Her yerde kır gezintileri, çok vakit yaz ve güz aylarında olur. Fakat Gaziantepli başka yerlerden farklı olarak, kış günü bile sahreye gitmek için sebepler yaratmıştır. Bunun için şehrin belli başlı mesire yerleri ve köyleri mevsimlere göre bir sıraya konmuştur. Kış sonu veya ilk baharın başlangıcında, inek ve koyunların doğurup, süt ve kaymakların bollaşması bile, sahre vesilesi yapılmıştır.

Bu mevsimde kadınlar süt içme ve kaymak yeme bahanesiyle, bu işlerle uğraşanların evleri yakınındaki bostanlara giderler.
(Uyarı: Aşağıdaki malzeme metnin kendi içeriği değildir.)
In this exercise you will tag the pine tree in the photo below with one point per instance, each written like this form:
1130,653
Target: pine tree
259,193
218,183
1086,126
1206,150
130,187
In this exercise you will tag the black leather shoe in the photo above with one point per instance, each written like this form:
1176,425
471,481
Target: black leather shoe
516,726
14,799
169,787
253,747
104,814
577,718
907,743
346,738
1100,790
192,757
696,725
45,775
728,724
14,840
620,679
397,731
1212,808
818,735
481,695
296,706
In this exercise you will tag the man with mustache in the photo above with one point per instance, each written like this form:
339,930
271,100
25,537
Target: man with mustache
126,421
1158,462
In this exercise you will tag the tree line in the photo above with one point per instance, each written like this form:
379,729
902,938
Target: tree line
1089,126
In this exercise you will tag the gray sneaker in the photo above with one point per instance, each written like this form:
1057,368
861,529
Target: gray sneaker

Ve ya süt ve kaymaklarını oraya getirirler.

Şimdi sonbaharın ortasındayız. Bu mevsimdeki sahreye yeni terimle pikniğe Gaziantepliler (Gazel tepeleme) derler.

Gazel’in çeşitli anlamlardan birisi de sonbaharda ağaçlardan yere düşen, tam veya yarı sararmış yaprak demektir. Yazın kırlarda çeşitli böceklerin, keIebeklerin kuşların uçuşlarına karşılık güzün ilerlemiş günlerinde rüzgarlarla ağaçlardan kopan ve daha önceden yere düşmüş bulunan yapraklar savrulur.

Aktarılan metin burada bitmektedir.